COP #2 puts the cuffs on BART, and starts to hustle him to
the PATROL CAR.
COP #1
Maybe forty-eight hours in lock-up with
Albuquerque's finest citizens will
encourage you to pull head out of your ass
and come up for air.
CUT
INT, CITY JAIL, COMMUNAL CELL
A CORRECTIONS OFFICER, 25, male, beefy, is putting BART into
the COMMUNAL CELL. There are only two others in there. One is
a DRUNK DRIVER who is sleeping through his time. The other is
a large BULL-QUEER, 24, muscular, redhead, who takes an
interest in BART but doesn't move toward him.
BART
Hey! I want my phone calls, man!
CORRECTIONS OFFICER
(With irony while walking away.)
We're a little busy in the switching office
right now. Would the morning be good for
you...?
BULL-QUEER
Hi.
BART
Hello.
CUT
INT, KOPY KAT, MORNING
TROY is cleaning in the shop; wiping down copier glass, etc.

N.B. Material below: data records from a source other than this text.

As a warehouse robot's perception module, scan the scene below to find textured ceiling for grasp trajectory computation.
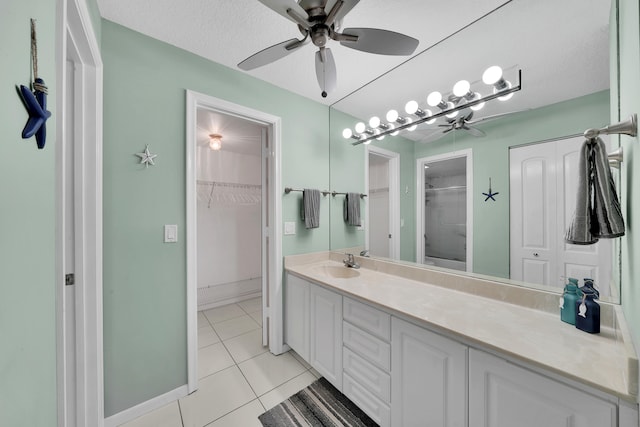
[98,0,610,145]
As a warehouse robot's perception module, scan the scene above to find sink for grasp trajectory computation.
[314,265,360,279]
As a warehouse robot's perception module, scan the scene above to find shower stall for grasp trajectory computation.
[417,153,472,271]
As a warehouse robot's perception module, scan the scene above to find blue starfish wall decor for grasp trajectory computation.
[482,178,500,202]
[20,78,51,149]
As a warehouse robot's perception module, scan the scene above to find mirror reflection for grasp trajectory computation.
[330,0,619,302]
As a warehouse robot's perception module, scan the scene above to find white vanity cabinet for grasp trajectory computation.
[391,317,464,427]
[308,284,342,391]
[284,274,313,361]
[469,349,618,427]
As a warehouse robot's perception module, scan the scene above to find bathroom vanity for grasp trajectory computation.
[284,252,638,427]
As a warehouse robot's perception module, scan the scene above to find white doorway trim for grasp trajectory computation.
[186,90,284,393]
[416,148,473,272]
[364,145,400,260]
[55,0,104,427]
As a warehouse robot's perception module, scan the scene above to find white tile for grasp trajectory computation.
[198,326,220,348]
[180,366,256,427]
[224,329,269,363]
[204,304,247,324]
[249,310,262,326]
[309,368,322,378]
[198,343,235,378]
[207,399,265,427]
[238,297,262,313]
[120,401,182,427]
[198,311,211,329]
[238,352,306,396]
[260,371,317,410]
[289,350,311,369]
[213,314,260,341]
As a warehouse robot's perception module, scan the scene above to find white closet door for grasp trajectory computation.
[509,144,558,284]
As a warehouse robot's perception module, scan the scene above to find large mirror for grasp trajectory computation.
[330,0,620,303]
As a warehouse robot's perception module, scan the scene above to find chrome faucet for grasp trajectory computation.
[342,254,360,268]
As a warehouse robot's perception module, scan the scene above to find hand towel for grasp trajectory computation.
[564,141,598,245]
[565,138,625,245]
[592,138,625,239]
[302,188,320,228]
[344,193,360,227]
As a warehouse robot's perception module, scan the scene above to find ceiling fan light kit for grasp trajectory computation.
[342,65,522,145]
[238,0,420,97]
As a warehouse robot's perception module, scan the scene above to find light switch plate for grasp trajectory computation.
[164,224,178,243]
[284,221,296,236]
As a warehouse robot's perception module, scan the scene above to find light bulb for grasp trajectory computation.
[387,110,399,122]
[453,80,471,97]
[482,65,502,85]
[427,92,442,107]
[471,92,485,111]
[404,101,418,114]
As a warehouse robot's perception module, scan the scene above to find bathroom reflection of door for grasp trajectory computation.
[509,137,613,296]
[416,150,473,271]
[365,147,400,259]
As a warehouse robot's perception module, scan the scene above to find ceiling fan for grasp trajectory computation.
[238,0,419,97]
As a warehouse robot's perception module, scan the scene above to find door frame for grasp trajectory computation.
[186,90,285,393]
[364,145,400,260]
[55,0,104,427]
[416,148,473,272]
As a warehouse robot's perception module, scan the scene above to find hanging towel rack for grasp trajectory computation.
[584,114,638,169]
[284,187,330,196]
[584,114,638,138]
[331,191,367,199]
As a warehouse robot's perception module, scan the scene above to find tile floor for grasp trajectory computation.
[122,298,319,427]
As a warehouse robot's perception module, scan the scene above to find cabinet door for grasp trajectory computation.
[284,274,310,362]
[391,317,464,427]
[469,349,617,427]
[309,284,342,390]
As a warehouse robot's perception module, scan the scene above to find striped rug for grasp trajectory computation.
[258,378,378,427]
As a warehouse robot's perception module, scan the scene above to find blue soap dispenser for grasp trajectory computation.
[575,278,600,334]
[560,277,578,325]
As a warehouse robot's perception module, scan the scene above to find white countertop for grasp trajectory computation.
[285,252,638,402]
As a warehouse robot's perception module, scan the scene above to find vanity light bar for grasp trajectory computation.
[342,70,522,146]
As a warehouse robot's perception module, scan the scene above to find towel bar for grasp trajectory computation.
[584,114,638,138]
[284,187,330,196]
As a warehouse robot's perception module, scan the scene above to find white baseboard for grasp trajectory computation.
[104,384,189,427]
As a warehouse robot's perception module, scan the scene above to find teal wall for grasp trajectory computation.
[619,0,640,362]
[0,0,57,427]
[102,21,329,416]
[415,91,609,278]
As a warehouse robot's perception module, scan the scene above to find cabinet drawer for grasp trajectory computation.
[343,297,391,341]
[342,322,391,372]
[342,347,391,404]
[342,373,391,427]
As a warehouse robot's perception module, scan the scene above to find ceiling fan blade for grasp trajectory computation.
[461,125,487,137]
[258,0,309,24]
[238,37,308,71]
[316,47,337,98]
[340,28,420,55]
[325,0,360,26]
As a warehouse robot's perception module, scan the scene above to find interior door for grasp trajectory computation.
[510,137,613,296]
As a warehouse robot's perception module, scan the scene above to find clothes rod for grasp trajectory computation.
[584,114,638,139]
[284,187,330,196]
[331,191,367,199]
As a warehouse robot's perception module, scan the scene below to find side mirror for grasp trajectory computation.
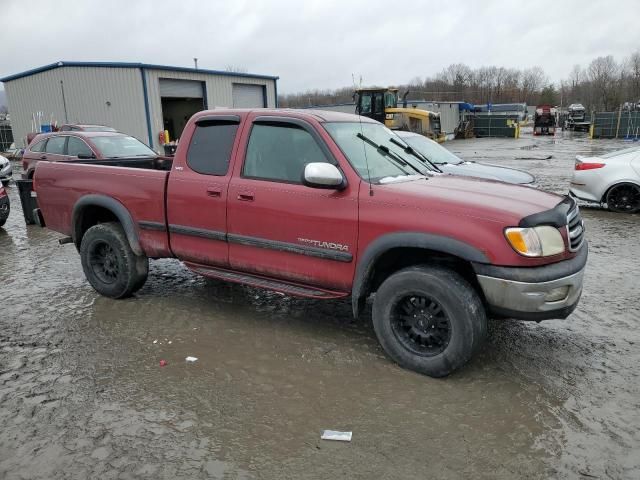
[302,162,346,190]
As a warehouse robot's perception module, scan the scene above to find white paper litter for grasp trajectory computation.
[320,430,352,442]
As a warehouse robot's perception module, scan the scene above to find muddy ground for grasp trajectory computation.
[0,133,640,479]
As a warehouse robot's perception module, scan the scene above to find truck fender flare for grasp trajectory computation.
[351,232,491,318]
[71,194,144,256]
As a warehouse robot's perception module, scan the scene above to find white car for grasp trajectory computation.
[569,147,640,213]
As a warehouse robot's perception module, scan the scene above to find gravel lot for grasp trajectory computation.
[0,128,640,479]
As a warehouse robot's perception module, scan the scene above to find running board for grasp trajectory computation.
[185,262,349,300]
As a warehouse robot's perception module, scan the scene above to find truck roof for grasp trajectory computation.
[194,108,377,123]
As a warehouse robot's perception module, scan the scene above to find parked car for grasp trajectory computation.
[0,185,11,227]
[2,144,23,160]
[22,132,158,179]
[0,155,13,185]
[34,109,587,377]
[394,131,535,185]
[58,123,117,132]
[569,147,640,213]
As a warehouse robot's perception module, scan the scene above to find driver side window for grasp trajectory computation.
[67,137,93,157]
[242,123,327,183]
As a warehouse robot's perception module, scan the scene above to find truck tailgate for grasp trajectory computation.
[34,162,171,258]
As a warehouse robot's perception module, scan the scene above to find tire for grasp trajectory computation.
[373,266,487,377]
[80,222,149,298]
[605,183,640,213]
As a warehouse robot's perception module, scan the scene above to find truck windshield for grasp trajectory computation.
[401,135,462,165]
[91,135,158,158]
[324,122,430,183]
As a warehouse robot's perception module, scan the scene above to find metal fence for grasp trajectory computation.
[0,125,13,152]
[471,113,520,138]
[591,110,640,140]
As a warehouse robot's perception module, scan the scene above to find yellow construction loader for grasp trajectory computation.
[354,88,445,142]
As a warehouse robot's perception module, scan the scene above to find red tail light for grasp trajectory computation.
[575,161,606,170]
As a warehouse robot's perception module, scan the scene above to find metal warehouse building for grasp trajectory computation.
[0,62,278,151]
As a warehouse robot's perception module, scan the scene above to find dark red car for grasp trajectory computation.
[34,109,587,376]
[22,131,158,179]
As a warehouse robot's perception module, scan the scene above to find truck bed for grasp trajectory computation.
[34,158,172,258]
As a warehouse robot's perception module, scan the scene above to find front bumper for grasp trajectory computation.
[474,246,588,321]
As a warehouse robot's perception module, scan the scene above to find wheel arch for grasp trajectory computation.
[351,232,491,318]
[600,178,640,203]
[71,194,144,255]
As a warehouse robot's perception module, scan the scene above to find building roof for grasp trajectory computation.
[0,61,280,82]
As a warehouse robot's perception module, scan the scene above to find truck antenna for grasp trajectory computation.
[351,73,373,197]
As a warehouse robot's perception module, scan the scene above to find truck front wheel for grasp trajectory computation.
[373,266,487,377]
[80,222,149,298]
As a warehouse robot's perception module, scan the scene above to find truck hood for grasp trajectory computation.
[374,175,564,226]
[438,162,535,185]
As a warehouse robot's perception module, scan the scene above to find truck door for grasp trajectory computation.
[167,115,240,267]
[227,114,358,291]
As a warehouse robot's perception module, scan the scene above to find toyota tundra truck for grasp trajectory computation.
[34,109,587,377]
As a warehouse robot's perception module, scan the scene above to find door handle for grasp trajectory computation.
[207,187,222,197]
[238,192,253,202]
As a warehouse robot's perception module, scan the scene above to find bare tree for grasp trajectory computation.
[279,54,640,110]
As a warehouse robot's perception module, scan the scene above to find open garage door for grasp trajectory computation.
[233,83,267,108]
[160,78,206,141]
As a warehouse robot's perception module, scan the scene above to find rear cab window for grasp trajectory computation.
[187,119,240,176]
[45,137,67,155]
[67,137,93,157]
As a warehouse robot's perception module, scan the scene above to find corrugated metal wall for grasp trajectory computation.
[145,69,276,150]
[4,66,276,150]
[4,66,148,144]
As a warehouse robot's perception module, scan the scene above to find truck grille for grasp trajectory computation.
[567,204,584,252]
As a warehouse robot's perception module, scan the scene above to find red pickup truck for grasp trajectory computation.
[34,109,587,376]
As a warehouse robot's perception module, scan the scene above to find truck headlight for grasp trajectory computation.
[504,226,565,257]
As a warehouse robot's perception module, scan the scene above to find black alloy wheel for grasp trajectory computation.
[89,242,120,284]
[391,294,451,357]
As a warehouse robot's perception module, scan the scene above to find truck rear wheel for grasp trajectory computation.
[80,222,149,298]
[373,266,487,377]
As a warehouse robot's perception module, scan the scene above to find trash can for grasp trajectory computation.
[15,180,38,225]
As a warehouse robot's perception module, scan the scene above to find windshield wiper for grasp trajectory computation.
[389,138,446,173]
[356,132,422,175]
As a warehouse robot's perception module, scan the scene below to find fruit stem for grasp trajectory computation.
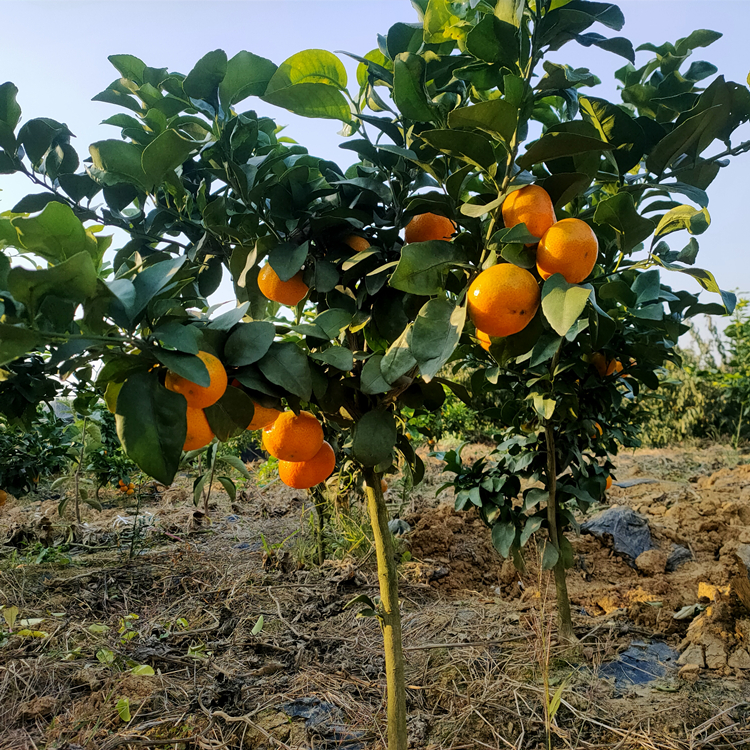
[544,420,577,643]
[364,468,407,750]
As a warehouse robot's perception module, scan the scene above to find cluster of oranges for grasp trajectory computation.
[165,354,336,490]
[263,411,336,490]
[117,479,135,495]
[468,185,599,349]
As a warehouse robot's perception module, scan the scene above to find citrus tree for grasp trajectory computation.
[0,0,750,750]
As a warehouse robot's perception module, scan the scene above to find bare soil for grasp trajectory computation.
[0,446,750,750]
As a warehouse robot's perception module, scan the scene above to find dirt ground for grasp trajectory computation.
[0,446,750,750]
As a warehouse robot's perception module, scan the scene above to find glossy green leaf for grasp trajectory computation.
[224,320,276,367]
[258,342,312,401]
[594,193,656,252]
[352,411,397,466]
[219,50,276,109]
[0,323,44,367]
[141,129,200,185]
[203,388,255,442]
[115,372,187,486]
[419,130,496,172]
[393,52,436,122]
[182,49,227,101]
[389,240,458,296]
[542,273,591,336]
[409,299,466,383]
[655,206,711,237]
[8,253,97,312]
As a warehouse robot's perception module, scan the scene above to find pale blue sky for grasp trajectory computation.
[0,0,750,318]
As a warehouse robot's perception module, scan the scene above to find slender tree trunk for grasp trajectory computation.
[544,422,577,643]
[75,417,87,523]
[310,487,326,565]
[364,469,407,750]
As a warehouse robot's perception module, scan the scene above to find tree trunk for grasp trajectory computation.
[544,422,577,643]
[364,469,407,750]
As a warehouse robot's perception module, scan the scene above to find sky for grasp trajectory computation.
[0,0,750,324]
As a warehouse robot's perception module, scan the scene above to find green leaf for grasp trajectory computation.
[266,49,346,95]
[542,541,560,570]
[8,253,97,312]
[516,131,612,169]
[646,105,722,175]
[224,320,276,367]
[466,15,520,70]
[393,52,437,122]
[219,50,276,109]
[542,273,591,336]
[203,388,255,442]
[492,521,516,557]
[352,411,397,466]
[448,99,518,142]
[380,326,417,383]
[655,206,711,238]
[182,49,227,101]
[419,130,497,172]
[261,83,351,122]
[89,140,153,192]
[594,193,656,252]
[389,240,458,296]
[359,354,391,396]
[258,342,312,401]
[409,299,466,383]
[115,372,187,486]
[11,202,99,264]
[141,129,200,185]
[310,346,354,372]
[0,81,21,130]
[0,323,44,367]
[268,242,310,281]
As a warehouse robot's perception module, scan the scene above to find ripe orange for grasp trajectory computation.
[247,401,281,430]
[404,214,456,244]
[503,185,556,237]
[344,234,370,253]
[279,442,336,490]
[536,219,599,284]
[591,352,622,378]
[182,407,214,451]
[258,263,310,307]
[476,329,492,352]
[469,263,540,337]
[263,411,323,462]
[164,352,227,409]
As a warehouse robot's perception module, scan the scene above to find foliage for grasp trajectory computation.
[0,406,76,497]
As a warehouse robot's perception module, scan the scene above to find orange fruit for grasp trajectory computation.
[469,263,540,337]
[404,214,456,243]
[344,234,370,253]
[536,219,599,284]
[247,401,281,430]
[502,185,556,237]
[476,329,492,352]
[591,352,622,378]
[279,442,336,490]
[258,263,310,307]
[164,352,227,409]
[182,407,214,451]
[263,411,323,461]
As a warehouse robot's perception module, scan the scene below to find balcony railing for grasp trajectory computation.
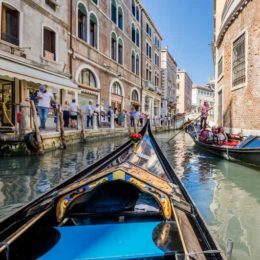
[1,32,19,46]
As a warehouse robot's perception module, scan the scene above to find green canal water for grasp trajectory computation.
[0,132,260,260]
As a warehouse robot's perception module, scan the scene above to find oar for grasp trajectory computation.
[168,107,213,143]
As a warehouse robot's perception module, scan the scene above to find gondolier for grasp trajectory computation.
[200,100,210,129]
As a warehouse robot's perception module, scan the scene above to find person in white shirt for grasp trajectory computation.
[84,101,93,127]
[69,99,79,128]
[36,85,53,129]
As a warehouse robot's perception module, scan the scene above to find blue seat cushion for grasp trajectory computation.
[40,222,164,260]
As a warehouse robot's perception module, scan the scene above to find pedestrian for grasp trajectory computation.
[94,104,100,127]
[84,101,93,128]
[107,106,114,123]
[129,108,135,127]
[69,99,79,128]
[63,100,70,127]
[118,108,125,126]
[51,93,59,131]
[114,108,118,125]
[200,100,209,129]
[35,85,53,129]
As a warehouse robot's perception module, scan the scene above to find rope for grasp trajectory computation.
[2,102,14,127]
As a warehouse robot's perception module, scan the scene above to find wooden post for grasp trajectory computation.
[226,239,233,260]
[30,100,44,154]
[79,109,86,143]
[58,105,67,149]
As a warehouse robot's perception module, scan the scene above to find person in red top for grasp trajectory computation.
[200,100,209,129]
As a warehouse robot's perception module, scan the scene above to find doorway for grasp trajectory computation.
[0,79,15,126]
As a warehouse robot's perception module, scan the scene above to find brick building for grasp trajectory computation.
[161,48,177,116]
[214,0,260,134]
[69,0,161,116]
[176,69,192,114]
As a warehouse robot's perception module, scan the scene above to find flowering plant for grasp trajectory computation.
[130,133,142,143]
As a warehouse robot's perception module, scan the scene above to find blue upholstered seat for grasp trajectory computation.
[40,222,164,260]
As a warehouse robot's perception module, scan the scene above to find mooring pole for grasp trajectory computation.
[226,239,234,260]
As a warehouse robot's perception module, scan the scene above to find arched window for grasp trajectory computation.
[1,4,20,46]
[78,69,97,88]
[111,32,116,60]
[132,89,139,102]
[132,0,135,16]
[118,6,124,31]
[135,29,140,47]
[131,51,135,73]
[135,6,140,22]
[135,54,140,75]
[89,14,98,48]
[111,0,117,24]
[78,3,87,41]
[132,23,135,42]
[118,39,124,64]
[112,81,123,96]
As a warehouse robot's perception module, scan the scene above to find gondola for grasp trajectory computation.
[0,121,226,260]
[187,124,260,167]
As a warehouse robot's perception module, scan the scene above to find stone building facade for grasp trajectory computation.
[176,69,192,114]
[192,83,215,121]
[161,48,177,116]
[0,0,78,126]
[214,0,260,134]
[69,0,161,116]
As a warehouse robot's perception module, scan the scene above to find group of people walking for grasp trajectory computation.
[31,85,147,130]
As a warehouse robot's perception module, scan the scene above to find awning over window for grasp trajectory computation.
[0,58,79,90]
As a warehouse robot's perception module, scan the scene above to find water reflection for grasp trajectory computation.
[0,138,126,219]
[0,133,260,260]
[157,133,260,260]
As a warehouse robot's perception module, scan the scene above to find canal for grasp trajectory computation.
[0,132,260,260]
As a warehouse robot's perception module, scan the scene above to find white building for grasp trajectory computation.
[161,48,177,116]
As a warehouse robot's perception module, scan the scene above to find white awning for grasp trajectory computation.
[0,58,79,90]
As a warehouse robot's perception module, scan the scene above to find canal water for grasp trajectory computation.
[0,132,260,260]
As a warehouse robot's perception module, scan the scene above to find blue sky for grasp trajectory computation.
[142,0,213,84]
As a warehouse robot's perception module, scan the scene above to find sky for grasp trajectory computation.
[141,0,213,84]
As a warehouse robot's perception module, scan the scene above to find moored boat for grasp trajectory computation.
[187,125,260,167]
[0,123,225,259]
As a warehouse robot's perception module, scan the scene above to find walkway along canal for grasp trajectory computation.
[0,132,260,260]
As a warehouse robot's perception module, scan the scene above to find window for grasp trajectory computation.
[132,89,139,102]
[45,0,57,11]
[111,33,116,60]
[146,23,152,37]
[111,0,117,24]
[118,39,123,65]
[132,0,135,16]
[135,55,140,75]
[135,6,140,22]
[146,43,152,59]
[78,3,87,42]
[43,28,56,61]
[89,14,98,48]
[1,4,20,46]
[78,69,97,88]
[135,29,140,47]
[218,57,223,77]
[112,82,123,96]
[118,7,124,31]
[232,33,246,86]
[131,51,135,73]
[132,24,135,43]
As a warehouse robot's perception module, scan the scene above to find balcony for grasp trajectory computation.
[1,32,19,46]
[144,80,155,91]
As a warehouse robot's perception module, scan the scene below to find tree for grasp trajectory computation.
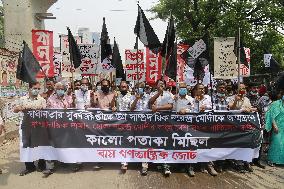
[151,0,284,74]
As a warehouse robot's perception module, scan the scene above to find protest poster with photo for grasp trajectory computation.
[76,44,100,75]
[214,37,237,79]
[125,49,146,82]
[32,30,55,78]
[146,48,162,84]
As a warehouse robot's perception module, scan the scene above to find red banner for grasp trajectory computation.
[146,48,162,85]
[32,30,54,78]
[177,44,189,82]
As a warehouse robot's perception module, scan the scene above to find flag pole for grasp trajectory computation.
[67,27,75,92]
[238,27,241,91]
[134,1,140,86]
[162,11,172,81]
[205,30,214,110]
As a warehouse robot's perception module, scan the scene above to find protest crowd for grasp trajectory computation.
[1,73,284,177]
[0,2,284,186]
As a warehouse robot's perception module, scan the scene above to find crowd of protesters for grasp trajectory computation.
[0,74,284,177]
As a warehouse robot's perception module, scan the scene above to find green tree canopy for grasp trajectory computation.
[151,0,284,74]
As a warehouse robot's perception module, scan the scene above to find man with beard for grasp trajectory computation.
[111,81,132,173]
[14,82,46,176]
[42,82,72,178]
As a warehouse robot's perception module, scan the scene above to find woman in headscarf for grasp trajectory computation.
[265,74,284,165]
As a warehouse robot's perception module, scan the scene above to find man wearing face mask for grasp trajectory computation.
[130,83,150,176]
[14,82,46,176]
[193,83,212,113]
[42,82,73,178]
[93,79,114,110]
[111,81,132,173]
[174,83,195,177]
[41,79,54,100]
[228,83,257,173]
[247,83,259,107]
[214,81,229,111]
[228,83,256,112]
[149,79,174,176]
[265,74,284,166]
[74,78,91,109]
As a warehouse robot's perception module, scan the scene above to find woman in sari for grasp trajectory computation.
[265,75,284,165]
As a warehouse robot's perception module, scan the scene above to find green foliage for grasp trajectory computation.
[151,0,284,74]
[0,6,5,48]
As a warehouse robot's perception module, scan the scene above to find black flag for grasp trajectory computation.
[16,41,41,83]
[161,15,176,57]
[101,18,112,62]
[67,27,82,68]
[165,44,177,81]
[111,38,126,81]
[264,50,281,72]
[134,5,161,50]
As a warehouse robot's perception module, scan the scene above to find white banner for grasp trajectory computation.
[20,146,259,163]
[125,49,146,82]
[214,37,237,79]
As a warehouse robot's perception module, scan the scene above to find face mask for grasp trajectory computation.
[120,91,127,96]
[178,88,187,96]
[217,93,226,97]
[102,87,109,93]
[81,85,89,92]
[56,89,65,96]
[239,90,246,95]
[250,91,257,96]
[138,88,144,95]
[31,89,39,96]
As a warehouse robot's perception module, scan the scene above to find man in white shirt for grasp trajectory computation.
[174,83,194,114]
[149,79,174,176]
[130,83,150,176]
[193,83,218,176]
[74,78,91,109]
[111,81,132,173]
[14,82,46,176]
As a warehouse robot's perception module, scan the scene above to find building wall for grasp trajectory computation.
[2,0,57,52]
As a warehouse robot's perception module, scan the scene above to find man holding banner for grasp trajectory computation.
[14,82,46,176]
[149,79,174,176]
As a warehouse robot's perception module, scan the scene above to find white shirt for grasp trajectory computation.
[130,93,150,111]
[193,95,212,113]
[116,93,132,111]
[75,89,91,109]
[174,95,194,113]
[151,91,174,108]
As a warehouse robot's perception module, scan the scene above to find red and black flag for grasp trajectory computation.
[111,38,126,81]
[101,18,112,62]
[134,5,161,50]
[16,41,41,83]
[67,27,82,69]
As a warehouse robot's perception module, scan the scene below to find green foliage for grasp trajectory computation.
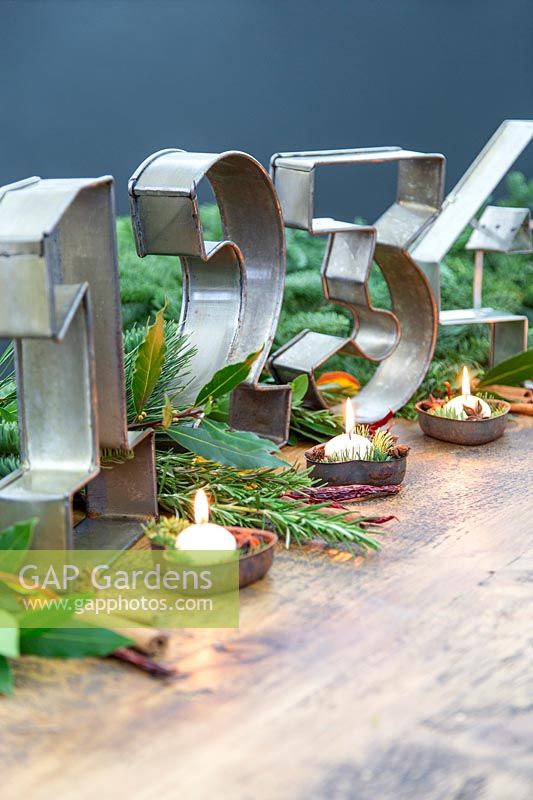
[290,375,343,444]
[131,306,165,417]
[20,621,132,658]
[123,318,196,422]
[194,348,263,406]
[0,656,13,695]
[157,453,379,551]
[0,519,131,694]
[165,419,286,469]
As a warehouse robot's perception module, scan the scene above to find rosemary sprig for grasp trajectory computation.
[157,453,380,551]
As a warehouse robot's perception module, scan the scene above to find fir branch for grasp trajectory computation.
[157,453,379,550]
[124,320,196,427]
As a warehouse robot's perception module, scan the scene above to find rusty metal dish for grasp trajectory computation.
[305,447,407,486]
[416,400,511,446]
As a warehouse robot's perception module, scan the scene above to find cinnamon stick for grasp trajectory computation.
[283,484,400,505]
[511,403,533,417]
[84,614,169,656]
[111,647,177,678]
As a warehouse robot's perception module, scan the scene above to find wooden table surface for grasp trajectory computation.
[0,418,533,800]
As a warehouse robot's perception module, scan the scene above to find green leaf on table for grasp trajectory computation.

There are no customers. LUI is in the back of the shop. He
looks at the clock. He goes to the phone. He dials Bart's
number.
TROY
Hey, man. You're late, as usual. Get your
monkey ass outta bed. You can finish your
Spiro Agnew dream on Sunday!
He hangs up.
Two GANGSTERS (FRANK, 25, and LOU, 50, both Italian) walk
in the shop. They are wearing sports jackets that clash a
little with their pants. They look like New Jersey business
men.
FRANK THE GANGSTER
Hey there.
TROY
Hello. What can I do for you?
FRANK THE GANGSTER
Lookin' for, uh, Bart. That you?
TROY
Nope. He's not here. But I'm sure we can
help you?
FRANK THE GANGSTER
Yeah, I'm sure you can. You got anybody
else in here? In the back maybe.
TROY
Yeah, there's another clerk in the back.
Why?
LOU THE GANGSTER
You know asking questions in the beginning
of learning, I always say.
FRANK THE GANGSTER
Yeah, I'll bet we've got a real smart kid
here, asking so many questions. Show us how
smart you are, kid.
LOU opens his jacket and he's got a SAWED-OFF SHOTGUN with a
pistol stock in a holster at his side. FRANK also opens his
jacket for TROY and he's got two FULL-SIZE .45s in shoulder
holsters.
TROY
(Nearly dumbstruck...)
Are those things real?
FRANK THE GANGSTER
Real as you and me. For the moment, anyway.
LOU THE GANGSTER
Why don't you call that other clerk up
here?
TROY
Lui! I need you.
LUI comes out of the back. He's carrying a BOOK IN DANISH.
FRANK THE GANGSTER
Smart boys in here. I wouldn't know how to
run one of these computer things.
LUI
What is it, Troy?
TROY
(To the Gangsters.)
I'm not sure what you want. But we'll do
whatever you need.
FRANK THE GANGSTER
Real smart aren't'cha?
LOU THE GANGSTER
You know a smart kid would always
understand how to help himself out.
FRANK THE GANGSTER
You got anybody else in here right now? In
the bathroom maybe?
LUI
No.
LOU THE GANGSTER
Great. Frank, why don't you take this nice
smart Chinese in the back and I'll wait up
here.
FRANK THE GANGSTER
What d'ya gotta go and say my name for?
LOU THE GANGSTER
These boys are plenty smart. So it don't
matter. Does it, boys?
TROY
No, sir.
LUI
Troy?
TROY
Just go with him, Lui. It's okay.
FRANK takes LUI in the back of the shop.
LOU THE GANGSTER
So, you a friend of this Bart?
TROY
Uh, kind of more of an acquaintance I
guess.
LOU THE GANGSTER
Uh-huh?
TROY
Work buddies, you know.
LOU THE GANGSTER
How much does he work?
TROY
Same as me.
LOU THE GANGSTER
How much is that?
TROY
Full-time. Some nights, some mornings.
LOU THE GANGSTER
How about this morning?
TROY
Uh...
LOU THE GANGSTER
It's okay, kid. I know you want to help
your friend. But your friend made a mistake
and you have to let it go at that. You
don't want to make a mistake too.
TROY sees plainly that LOU can see the WORK SCHEDULE on the
wall. He knows lying is useless as well as dangerous.
TROY
He's supposed to be here now, actually. We
were a little worried.
LOU THE GANGSTER
Well, I'll tell you what. Let's just wait
awhile. Looks like his shift just started.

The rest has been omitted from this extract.